Based on the command, we want to take different actions. See them below:

  • Command 'add' should ask for a shape, then the appropriate parameters, and add the resulting volume and surface area to a cumulative variable and increment the count. (exactly what we were doing in step 2, but for a SINGLE shape (shouldn’t continuously be asking for new shapes)
  • Command 'quit' should display the message 'Goodbye!' and end the loop, thus terminating the program. Think about how to exit out of a loop.
  • Command 'printV' should display the message 'Total volumes (m^3): ' and then the cumulative volumes for all four shape types.
  • Command 'printSA' should display the message 'Total surface areas (m^2): ' and then the cumulative surface area of all four shape types.
  • Command 'printNum' should display the message 'Object counts: ' and then the counts of all four shape types (the count is the number of shapes of that type that were added).
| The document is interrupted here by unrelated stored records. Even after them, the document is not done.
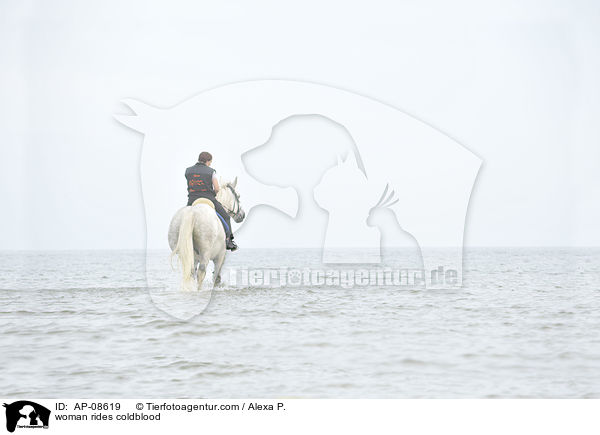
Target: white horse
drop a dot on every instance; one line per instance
(196, 234)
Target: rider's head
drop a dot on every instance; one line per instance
(205, 158)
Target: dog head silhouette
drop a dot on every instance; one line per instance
(25, 408)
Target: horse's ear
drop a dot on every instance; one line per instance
(144, 115)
Add the functionality for each command.

Now, add a welcome message to the program, 'Welcome to the container inventory program!'.

Congratulations! Your program should now be complete. Look at the Example Usage section and test your program with the exact inputs shown. Your console output should look exactly like it. Try other cases and make sure your program works as expected.

Submitting your files

As usual, you'll be handing in your lab work via the course Learn@UW dropboxes. Navigate to our 301 course page, and click the Dropbox link in the top navigation bar. You should see a dropbox for Program 2 - this is where you should hand in your inventory.py file. (If you worked in a pair, only one person will need to hand in the code - but make sure both names are in the file.)

Note that the dropbox will close at 12 noon on 11 February, so be sure to submit your files before then.